Stem Cells And Cloning
In theory, embryonic stem cells could be used to replace any part of the body damaged by accident or illness. That could lead to cures for such recalcitrant diseases as Parkinson's, Alzheimer's and diabetes. Some scientists believe the cells might eventually allow those who are paralyzed to walk again.

But many feel such medical miracles would be tainted, because scientists must destroy human embryos to make these cells. To those who believe an embryo has the rights of a person, this is akin to murder.

Embryo-derived cells are only one type of stem cell. Others are found in umbilical cord blood, or even in specific organs like bone marrow or the brain. But these other types do not appear to be as flexible as those taken from embryos. Another advantage for the embryonic cells: Unlike other types of cells, they can probably reproduce forever.

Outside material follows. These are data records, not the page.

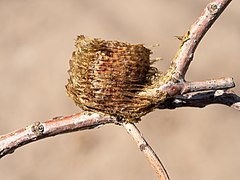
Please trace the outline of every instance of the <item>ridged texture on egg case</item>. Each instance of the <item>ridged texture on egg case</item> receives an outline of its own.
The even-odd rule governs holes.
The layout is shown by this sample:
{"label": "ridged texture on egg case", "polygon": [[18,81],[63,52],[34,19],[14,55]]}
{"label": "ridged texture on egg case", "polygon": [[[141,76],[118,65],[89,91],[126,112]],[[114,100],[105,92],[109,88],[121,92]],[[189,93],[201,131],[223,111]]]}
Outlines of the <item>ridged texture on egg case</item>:
{"label": "ridged texture on egg case", "polygon": [[142,44],[76,39],[66,85],[68,95],[84,110],[102,112],[135,121],[150,99],[138,96],[152,71],[151,51]]}

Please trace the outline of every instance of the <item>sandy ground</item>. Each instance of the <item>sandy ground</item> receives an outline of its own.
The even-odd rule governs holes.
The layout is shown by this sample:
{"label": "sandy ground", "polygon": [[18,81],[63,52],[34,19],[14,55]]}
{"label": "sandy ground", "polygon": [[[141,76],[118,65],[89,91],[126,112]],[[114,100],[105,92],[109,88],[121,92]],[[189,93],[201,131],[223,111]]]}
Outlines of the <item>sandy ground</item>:
{"label": "sandy ground", "polygon": [[[74,39],[84,34],[154,48],[165,70],[209,1],[1,0],[0,134],[79,112],[65,93]],[[188,80],[234,77],[240,94],[240,2],[207,33]],[[239,180],[239,112],[221,105],[156,110],[138,124],[172,180]],[[24,146],[1,159],[4,180],[157,179],[125,129],[112,125]]]}

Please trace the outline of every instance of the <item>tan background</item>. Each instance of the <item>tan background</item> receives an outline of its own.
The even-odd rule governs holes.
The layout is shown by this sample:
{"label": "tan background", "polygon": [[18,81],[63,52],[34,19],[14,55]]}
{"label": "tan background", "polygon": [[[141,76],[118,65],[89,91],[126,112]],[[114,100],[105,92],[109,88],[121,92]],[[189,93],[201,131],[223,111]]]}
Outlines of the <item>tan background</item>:
{"label": "tan background", "polygon": [[[182,35],[209,1],[1,0],[0,134],[79,111],[66,96],[68,60],[79,34],[154,48],[168,67]],[[240,2],[203,39],[188,80],[230,76],[240,94]],[[239,180],[239,112],[221,105],[158,110],[138,124],[172,180]],[[123,128],[61,135],[0,161],[4,180],[157,179]]]}

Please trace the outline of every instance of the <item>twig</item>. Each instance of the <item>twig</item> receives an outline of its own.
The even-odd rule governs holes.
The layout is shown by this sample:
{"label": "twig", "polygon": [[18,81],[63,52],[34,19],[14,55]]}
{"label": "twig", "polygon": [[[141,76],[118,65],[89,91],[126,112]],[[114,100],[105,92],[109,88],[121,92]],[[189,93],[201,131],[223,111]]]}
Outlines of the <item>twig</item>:
{"label": "twig", "polygon": [[218,78],[205,81],[170,83],[162,87],[162,90],[170,96],[201,92],[207,90],[229,89],[235,87],[233,78]]}
{"label": "twig", "polygon": [[[228,91],[224,92],[220,90],[204,93],[201,92],[193,96],[177,96],[189,92],[209,89],[228,89],[234,87],[231,78],[222,78],[205,82],[185,82],[184,80],[197,45],[230,2],[231,0],[213,0],[207,5],[201,16],[186,32],[167,73],[171,78],[164,82],[160,82],[160,87],[157,87],[155,90],[156,93],[159,93],[160,90],[170,96],[170,99],[162,102],[162,104],[158,105],[158,108],[163,109],[183,106],[203,107],[212,103],[221,103],[237,110],[240,109],[239,96],[233,93],[228,93]],[[151,93],[151,91],[152,90],[150,89],[149,93]],[[224,93],[221,94],[220,92]],[[216,95],[218,93],[220,93],[220,95]],[[153,106],[155,107],[155,104]],[[93,129],[109,123],[119,124],[114,117],[87,112],[68,117],[57,117],[43,123],[37,122],[26,128],[0,136],[0,158],[6,154],[12,153],[18,147],[39,139],[78,130]],[[147,156],[159,178],[161,180],[168,180],[169,177],[161,161],[136,126],[130,123],[122,125],[128,130],[129,134],[138,144],[140,150]]]}
{"label": "twig", "polygon": [[210,104],[223,104],[240,111],[240,97],[234,92],[217,90],[176,96],[159,104],[159,109],[175,109],[179,107],[205,107]]}
{"label": "twig", "polygon": [[185,33],[171,65],[175,71],[175,79],[184,79],[198,44],[230,2],[231,0],[213,0]]}
{"label": "twig", "polygon": [[79,130],[94,129],[110,123],[120,124],[125,127],[138,144],[139,149],[144,152],[159,178],[161,180],[169,179],[161,161],[134,124],[120,123],[115,117],[92,112],[83,112],[65,117],[60,116],[46,122],[35,122],[26,128],[2,135],[0,136],[0,158],[13,153],[14,150],[25,144],[40,139]]}
{"label": "twig", "polygon": [[116,120],[113,117],[88,112],[56,117],[42,123],[36,122],[26,128],[0,136],[0,158],[39,139],[78,130],[93,129],[114,122]]}
{"label": "twig", "polygon": [[141,132],[138,128],[131,123],[122,124],[127,132],[133,137],[134,141],[137,143],[138,148],[145,154],[150,162],[152,168],[155,170],[160,180],[169,180],[167,171],[165,170],[163,164],[161,163],[158,156],[155,154],[151,146],[146,142]]}

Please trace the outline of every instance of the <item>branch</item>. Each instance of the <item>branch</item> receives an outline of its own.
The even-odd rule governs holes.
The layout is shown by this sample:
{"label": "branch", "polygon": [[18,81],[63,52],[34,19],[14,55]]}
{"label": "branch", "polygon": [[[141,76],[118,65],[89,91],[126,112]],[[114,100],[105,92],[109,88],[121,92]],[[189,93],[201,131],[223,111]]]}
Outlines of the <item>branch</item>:
{"label": "branch", "polygon": [[[199,82],[185,82],[184,80],[197,45],[230,2],[231,0],[213,0],[207,5],[201,16],[182,38],[181,45],[166,74],[165,81],[159,82],[160,87],[155,88],[155,92],[152,89],[142,92],[143,95],[145,95],[144,93],[149,93],[149,96],[153,98],[154,95],[151,95],[151,93],[159,94],[159,90],[168,94],[170,98],[159,105],[157,104],[158,108],[204,107],[208,104],[220,103],[240,110],[240,97],[230,91],[222,90],[234,87],[234,82],[231,78]],[[188,96],[183,95],[203,90],[213,91]],[[153,106],[155,107],[155,104]],[[109,123],[124,126],[138,144],[140,150],[148,158],[159,178],[161,180],[169,179],[161,161],[134,124],[118,122],[115,117],[90,112],[83,112],[67,117],[57,117],[43,123],[37,122],[26,128],[0,136],[0,158],[33,141],[58,134],[93,129]]]}
{"label": "branch", "polygon": [[175,72],[173,75],[175,79],[184,79],[198,44],[230,2],[231,0],[213,0],[185,33],[171,65]]}
{"label": "branch", "polygon": [[36,122],[26,128],[0,136],[0,158],[13,153],[15,149],[43,138],[114,123],[115,118],[97,113],[79,113],[66,117],[56,117],[46,122]]}
{"label": "branch", "polygon": [[235,87],[233,78],[218,78],[194,82],[170,83],[163,86],[162,90],[170,96],[183,95],[191,92],[202,92],[207,90],[229,89]]}
{"label": "branch", "polygon": [[134,124],[121,123],[117,118],[101,115],[92,112],[83,112],[65,117],[56,117],[46,122],[36,122],[6,135],[0,136],[0,158],[13,153],[19,147],[28,143],[51,136],[80,131],[85,129],[94,129],[105,124],[115,123],[122,125],[138,144],[138,148],[144,153],[153,169],[161,180],[168,180],[168,175],[161,161],[141,135],[141,132]]}
{"label": "branch", "polygon": [[240,111],[240,97],[230,90],[201,92],[185,96],[176,96],[158,105],[159,109],[175,109],[179,107],[203,108],[210,104],[223,104]]}
{"label": "branch", "polygon": [[148,161],[150,162],[152,168],[155,170],[160,180],[169,180],[166,169],[161,163],[160,159],[157,157],[151,146],[144,139],[142,133],[137,129],[134,124],[123,123],[122,124],[127,132],[133,137],[134,141],[137,143],[138,148],[145,154]]}

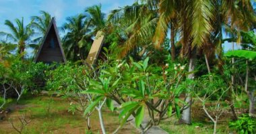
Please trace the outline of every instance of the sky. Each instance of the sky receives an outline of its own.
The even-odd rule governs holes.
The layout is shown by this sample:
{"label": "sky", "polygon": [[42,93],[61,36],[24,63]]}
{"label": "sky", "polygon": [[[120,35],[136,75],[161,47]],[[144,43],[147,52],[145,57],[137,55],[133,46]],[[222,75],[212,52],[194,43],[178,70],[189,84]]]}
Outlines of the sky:
{"label": "sky", "polygon": [[[108,14],[112,9],[131,5],[135,0],[0,0],[0,31],[8,32],[5,21],[13,21],[24,17],[25,23],[30,21],[31,16],[40,15],[40,11],[49,12],[55,17],[60,27],[67,17],[84,12],[86,7],[102,5],[102,12]],[[225,50],[231,48],[231,44],[225,43]]]}
{"label": "sky", "polygon": [[0,31],[8,31],[5,19],[13,21],[24,17],[28,23],[31,16],[40,15],[39,11],[49,12],[55,17],[57,25],[62,26],[67,17],[84,12],[86,7],[102,5],[102,12],[131,5],[135,0],[0,0]]}

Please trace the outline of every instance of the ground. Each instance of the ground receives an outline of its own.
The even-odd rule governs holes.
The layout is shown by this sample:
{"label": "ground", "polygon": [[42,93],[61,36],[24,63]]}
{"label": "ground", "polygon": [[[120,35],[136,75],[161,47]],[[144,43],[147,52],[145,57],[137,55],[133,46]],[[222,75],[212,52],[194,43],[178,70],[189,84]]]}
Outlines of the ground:
{"label": "ground", "polygon": [[[18,105],[12,104],[8,107],[10,113],[3,121],[0,121],[0,133],[18,133],[12,127],[10,121],[20,129],[18,117],[26,114],[26,118],[32,121],[22,131],[22,133],[86,133],[86,121],[81,114],[67,111],[69,102],[54,97],[54,102],[49,103],[48,96],[24,97]],[[48,105],[50,104],[48,113]],[[117,113],[111,113],[107,109],[103,111],[106,129],[113,132],[119,126]],[[100,133],[100,127],[97,113],[91,117],[91,131],[94,133]],[[138,133],[136,129],[127,123],[119,133]]]}

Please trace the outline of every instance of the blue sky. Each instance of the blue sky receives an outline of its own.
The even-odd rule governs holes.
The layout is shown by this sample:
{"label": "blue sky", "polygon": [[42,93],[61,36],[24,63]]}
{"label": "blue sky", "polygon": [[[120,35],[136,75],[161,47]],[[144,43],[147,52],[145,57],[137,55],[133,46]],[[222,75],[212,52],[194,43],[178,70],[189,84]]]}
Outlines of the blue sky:
{"label": "blue sky", "polygon": [[[108,14],[110,10],[127,5],[135,0],[0,0],[0,31],[9,31],[4,25],[5,19],[11,21],[15,19],[24,18],[28,23],[30,17],[39,15],[43,10],[55,17],[57,25],[61,26],[65,19],[83,13],[87,7],[101,4],[102,11]],[[231,48],[231,44],[225,43],[225,50]]]}
{"label": "blue sky", "polygon": [[135,0],[0,0],[0,31],[8,31],[5,20],[13,21],[24,18],[29,23],[30,17],[39,15],[39,11],[47,11],[55,16],[57,25],[61,26],[65,18],[83,13],[87,7],[101,3],[106,14],[119,7],[131,5]]}

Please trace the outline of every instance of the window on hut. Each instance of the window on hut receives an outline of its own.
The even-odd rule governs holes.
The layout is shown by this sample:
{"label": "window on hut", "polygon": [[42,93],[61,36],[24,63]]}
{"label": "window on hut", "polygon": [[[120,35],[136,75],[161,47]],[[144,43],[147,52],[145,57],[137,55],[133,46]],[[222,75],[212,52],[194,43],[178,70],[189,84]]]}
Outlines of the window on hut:
{"label": "window on hut", "polygon": [[50,40],[50,48],[55,48],[55,44],[53,38],[51,38]]}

Some researchers believe that the process used to clone animals might be important in stem cell research. Researchers would clone one of the patient's own cells. They would destroy the embryo used in the process, creating stem cells that would not be rejected by the patient's body.



Human stem cells hold out the potential of almost unimaginable medical breakthroughs. That's because they're a kind of universal cell that can develop into most of the specialized cells and tissues of the body. And that means new tissues or entire organs could one day be grown in a lab, then used to treat everything from heart disease to spinal cord injuries.